(Scarecrow Press, Inc., 176 pages, $60)
By Ted Bergmann and Ira Skutch
In the late 1940s and early 1950s, the surge of commercial television found Americans mesmerized by shows from four networks: ABC, CBS, NBC and Du Mont. Most people today under 50 are unaware of Du Mont as a fourth network — or that multitudes watched programs on Du Mont TV sets.
Ted Bergmann, a former managing director of the Du Mont network, and Ira Skutch, who has written and edited several books for the DGA, tell the important story of the network's rise and fall, and of the man behind it.
Alan Du Mont (1901–1965) helped build the first transmitter to broadcast sight and sound simultaneously. He developed the Electrocam — a 35 millimeter motion picture camera mounted beside a television camera to record live TV shows.

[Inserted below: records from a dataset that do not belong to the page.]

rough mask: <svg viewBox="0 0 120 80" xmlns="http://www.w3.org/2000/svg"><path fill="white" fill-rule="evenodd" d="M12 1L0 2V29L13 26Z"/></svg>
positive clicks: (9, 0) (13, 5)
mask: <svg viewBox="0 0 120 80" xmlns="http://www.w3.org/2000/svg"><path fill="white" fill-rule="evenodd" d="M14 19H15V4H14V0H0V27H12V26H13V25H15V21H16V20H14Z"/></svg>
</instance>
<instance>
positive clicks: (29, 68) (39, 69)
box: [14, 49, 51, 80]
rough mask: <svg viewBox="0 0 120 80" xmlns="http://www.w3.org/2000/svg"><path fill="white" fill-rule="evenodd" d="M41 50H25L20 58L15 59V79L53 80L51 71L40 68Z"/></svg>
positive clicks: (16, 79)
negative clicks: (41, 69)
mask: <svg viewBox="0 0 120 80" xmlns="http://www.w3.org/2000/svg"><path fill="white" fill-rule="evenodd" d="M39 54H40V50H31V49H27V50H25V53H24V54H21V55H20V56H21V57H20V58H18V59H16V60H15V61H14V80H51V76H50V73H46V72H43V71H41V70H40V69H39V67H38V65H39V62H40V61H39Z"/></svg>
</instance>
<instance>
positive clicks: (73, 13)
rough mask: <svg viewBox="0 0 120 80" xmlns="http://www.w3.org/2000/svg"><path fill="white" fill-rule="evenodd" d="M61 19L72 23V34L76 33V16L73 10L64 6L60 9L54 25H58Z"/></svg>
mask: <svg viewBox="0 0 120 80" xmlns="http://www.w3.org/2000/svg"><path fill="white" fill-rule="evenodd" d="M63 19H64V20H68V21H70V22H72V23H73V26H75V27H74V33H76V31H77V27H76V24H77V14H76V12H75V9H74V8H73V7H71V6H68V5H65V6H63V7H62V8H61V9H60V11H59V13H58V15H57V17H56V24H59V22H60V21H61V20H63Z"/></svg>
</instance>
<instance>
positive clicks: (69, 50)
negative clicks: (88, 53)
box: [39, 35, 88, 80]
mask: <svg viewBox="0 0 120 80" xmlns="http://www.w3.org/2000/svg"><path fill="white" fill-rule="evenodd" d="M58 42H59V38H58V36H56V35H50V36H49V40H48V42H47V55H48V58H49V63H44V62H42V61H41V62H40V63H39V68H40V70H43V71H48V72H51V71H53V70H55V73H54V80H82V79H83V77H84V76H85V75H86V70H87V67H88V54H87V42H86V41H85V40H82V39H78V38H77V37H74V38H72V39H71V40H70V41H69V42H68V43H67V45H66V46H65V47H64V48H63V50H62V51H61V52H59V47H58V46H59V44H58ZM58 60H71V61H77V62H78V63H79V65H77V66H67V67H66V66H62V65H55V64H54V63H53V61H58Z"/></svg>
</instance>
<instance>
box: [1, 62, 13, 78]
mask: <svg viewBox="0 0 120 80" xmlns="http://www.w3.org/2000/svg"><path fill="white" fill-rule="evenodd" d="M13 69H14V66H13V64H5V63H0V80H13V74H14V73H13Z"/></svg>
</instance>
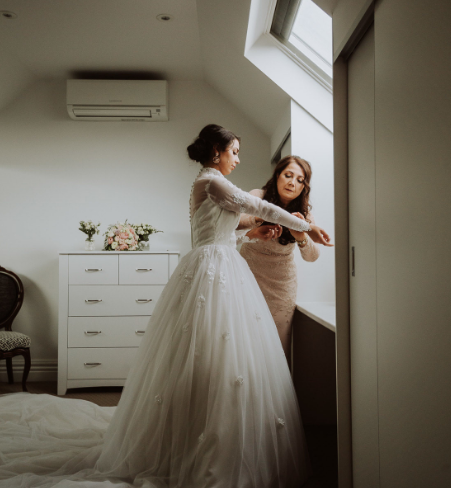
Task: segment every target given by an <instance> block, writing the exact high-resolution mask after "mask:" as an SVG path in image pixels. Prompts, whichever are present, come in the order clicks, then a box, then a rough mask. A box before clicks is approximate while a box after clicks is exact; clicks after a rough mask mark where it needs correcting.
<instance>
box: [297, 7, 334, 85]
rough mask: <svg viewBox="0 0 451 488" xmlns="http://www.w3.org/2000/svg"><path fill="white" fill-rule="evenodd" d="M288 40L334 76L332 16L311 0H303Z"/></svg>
mask: <svg viewBox="0 0 451 488" xmlns="http://www.w3.org/2000/svg"><path fill="white" fill-rule="evenodd" d="M288 42H289V43H291V44H292V45H293V46H294V47H295V48H296V49H297V50H299V51H300V52H301V53H302V54H304V56H306V57H307V58H308V59H309V60H310V61H311V62H313V63H314V64H315V65H316V66H317V67H318V68H320V69H321V70H322V71H323V72H324V73H325V74H326V75H327V76H330V77H332V18H331V17H329V15H327V14H326V13H325V12H323V10H321V9H320V8H319V7H318V6H317V5H315V4H314V3H313V2H312V1H311V0H302V1H301V5H300V6H299V10H298V13H297V16H296V20H295V22H294V24H293V29H292V31H291V35H290V37H289V38H288Z"/></svg>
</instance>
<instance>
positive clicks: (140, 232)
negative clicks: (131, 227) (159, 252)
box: [133, 224, 163, 250]
mask: <svg viewBox="0 0 451 488" xmlns="http://www.w3.org/2000/svg"><path fill="white" fill-rule="evenodd" d="M133 228H134V229H135V233H136V235H137V236H138V237H139V247H140V249H141V250H145V249H146V248H148V244H147V243H148V242H149V236H150V235H151V234H156V233H157V232H163V231H162V230H157V229H155V227H152V226H151V225H150V224H133Z"/></svg>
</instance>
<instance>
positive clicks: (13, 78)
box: [0, 50, 35, 110]
mask: <svg viewBox="0 0 451 488" xmlns="http://www.w3.org/2000/svg"><path fill="white" fill-rule="evenodd" d="M34 80H35V77H34V76H33V74H32V73H31V71H29V70H28V69H27V68H26V67H25V66H24V65H22V64H21V63H20V62H19V61H18V60H17V58H16V57H14V56H12V55H10V54H9V53H8V52H7V51H6V50H0V110H1V109H3V107H6V105H8V104H9V103H11V102H12V101H13V100H14V99H15V98H16V97H17V96H18V95H19V94H20V92H21V91H22V90H24V89H25V87H27V86H28V85H29V84H31V83H32V82H33V81H34Z"/></svg>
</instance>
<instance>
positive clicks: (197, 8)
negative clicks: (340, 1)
mask: <svg viewBox="0 0 451 488" xmlns="http://www.w3.org/2000/svg"><path fill="white" fill-rule="evenodd" d="M323 1H326V2H327V1H329V0H323ZM249 7H250V0H215V1H212V0H197V1H196V0H133V1H125V0H34V1H30V0H0V10H7V11H13V12H14V13H16V14H17V18H16V19H13V20H11V19H5V18H3V17H0V59H3V58H2V55H3V56H6V57H8V59H9V60H10V62H9V63H3V64H4V67H3V70H7V69H8V70H9V72H8V73H2V68H1V67H0V77H2V78H3V79H4V80H5V79H6V80H14V84H16V86H17V87H19V86H21V83H20V80H19V79H18V78H20V77H23V74H22V73H23V72H24V71H27V72H28V73H30V74H31V78H32V79H42V78H44V79H47V78H64V79H66V78H122V79H127V78H128V79H166V80H191V81H192V80H199V81H201V80H203V81H205V82H207V83H208V84H210V85H211V86H213V87H214V88H215V89H216V90H217V91H218V92H219V93H220V94H222V95H223V96H224V97H225V98H226V99H228V100H229V102H230V103H232V104H233V105H235V106H236V107H237V108H238V110H240V111H242V112H243V116H245V117H247V118H249V119H250V120H251V121H252V122H253V123H254V124H255V125H256V126H257V127H259V128H260V129H261V130H262V132H264V133H265V134H267V135H268V136H270V135H271V134H272V132H273V131H274V129H275V127H276V124H277V120H278V118H279V116H280V114H281V113H282V112H283V110H284V108H285V106H286V105H287V104H288V102H289V97H288V96H287V95H286V94H285V93H284V92H283V91H282V90H281V89H280V88H279V87H278V86H277V85H275V84H274V83H273V82H272V81H271V80H269V79H268V78H267V77H266V76H265V75H263V74H262V73H261V72H260V71H259V70H258V69H257V68H256V67H255V66H254V65H252V64H251V63H250V62H249V61H248V60H247V59H246V58H245V57H244V44H245V38H246V31H247V22H248V15H249ZM159 14H170V15H171V16H172V20H170V21H169V22H161V21H159V20H157V18H156V17H157V15H159ZM14 70H15V71H17V73H16V74H17V76H16V77H14V76H12V75H11V71H14ZM19 72H20V74H19ZM6 75H7V76H6ZM10 83H13V81H10ZM4 84H5V82H4ZM0 86H1V85H0ZM3 88H4V87H2V88H1V89H2V90H3ZM17 90H18V88H17V89H16V91H17ZM5 92H8V89H5ZM9 92H10V93H11V94H13V93H14V90H13V89H12V88H11V89H10V90H9ZM14 94H15V96H17V94H18V93H14ZM10 96H12V95H10ZM0 98H1V97H0Z"/></svg>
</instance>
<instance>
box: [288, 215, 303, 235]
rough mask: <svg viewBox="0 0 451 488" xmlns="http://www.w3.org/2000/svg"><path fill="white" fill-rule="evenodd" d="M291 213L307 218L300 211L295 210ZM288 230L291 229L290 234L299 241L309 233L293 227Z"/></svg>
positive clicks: (297, 216)
mask: <svg viewBox="0 0 451 488" xmlns="http://www.w3.org/2000/svg"><path fill="white" fill-rule="evenodd" d="M291 215H294V216H295V217H298V218H300V219H302V220H305V218H304V216H303V215H302V214H301V213H299V212H293V213H292V214H291ZM288 230H289V231H290V234H291V235H292V236H293V237H294V238H295V239H296V240H297V241H303V240H304V239H305V238H306V237H307V234H306V233H305V232H298V231H297V230H293V229H288Z"/></svg>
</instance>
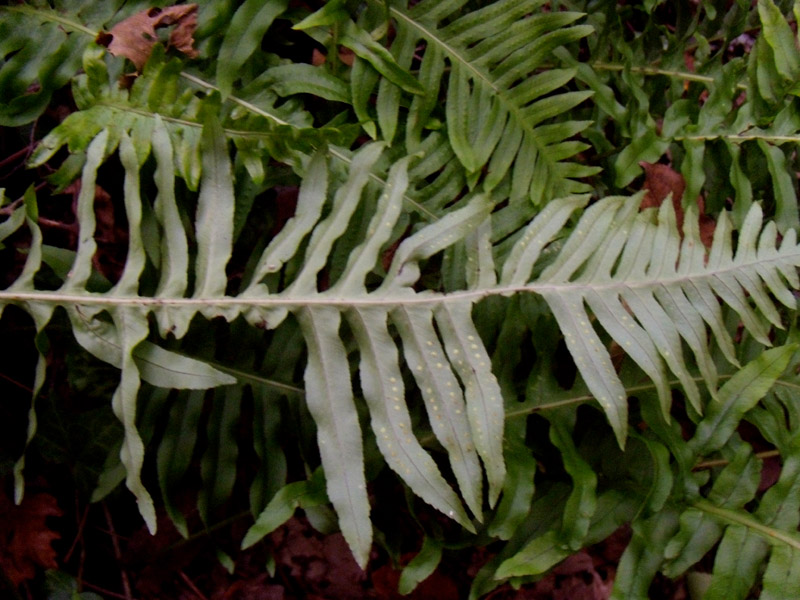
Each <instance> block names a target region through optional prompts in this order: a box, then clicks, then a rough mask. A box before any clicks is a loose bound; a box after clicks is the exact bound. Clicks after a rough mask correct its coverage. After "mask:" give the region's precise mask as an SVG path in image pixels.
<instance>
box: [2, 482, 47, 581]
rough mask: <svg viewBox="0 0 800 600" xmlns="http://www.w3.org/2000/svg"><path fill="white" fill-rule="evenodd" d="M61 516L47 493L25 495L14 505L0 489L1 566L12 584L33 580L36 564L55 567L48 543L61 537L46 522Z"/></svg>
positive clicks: (8, 498)
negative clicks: (48, 525) (51, 517)
mask: <svg viewBox="0 0 800 600" xmlns="http://www.w3.org/2000/svg"><path fill="white" fill-rule="evenodd" d="M61 515H62V512H61V509H60V508H59V507H58V502H57V501H56V499H55V498H54V497H53V496H51V495H50V494H45V493H39V494H28V495H26V496H25V498H24V500H23V501H22V503H21V504H20V505H19V506H15V505H14V503H13V502H12V501H11V499H10V498H8V497H7V496H6V495H5V493H3V491H2V490H0V540H1V542H0V569H2V570H3V572H4V573H5V575H6V577H8V579H9V580H10V581H11V582H12V583H13V584H14V585H19V584H21V583H22V582H23V581H27V580H29V579H33V578H34V577H35V576H36V569H37V567H42V568H45V569H56V568H58V562H57V561H56V551H55V550H54V549H53V547H52V545H51V544H52V542H53V541H54V540H57V539H59V538H60V537H61V536H60V535H59V533H58V532H56V531H53V530H52V529H50V528H49V527H48V526H47V522H46V521H47V517H60V516H61Z"/></svg>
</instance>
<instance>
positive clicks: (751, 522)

This let pre-videotape era directors "edit together the output of three cameras [and] ... produce a film program with live techniques."
The Du Mont network carried Cavalcade of Stars, where Jackie Gleason dazzled audiences with his now famous characters. (When Gleason first moved to CBS, The Honeymooners segments were saved for posterity thanks to Du Mont's Electrocam.)
In addition to presenting other Du Mont innovations in content as well as technology, Bergmann and Skutch provide essential information on the history of broadcasting as they salute the man "who made television possible.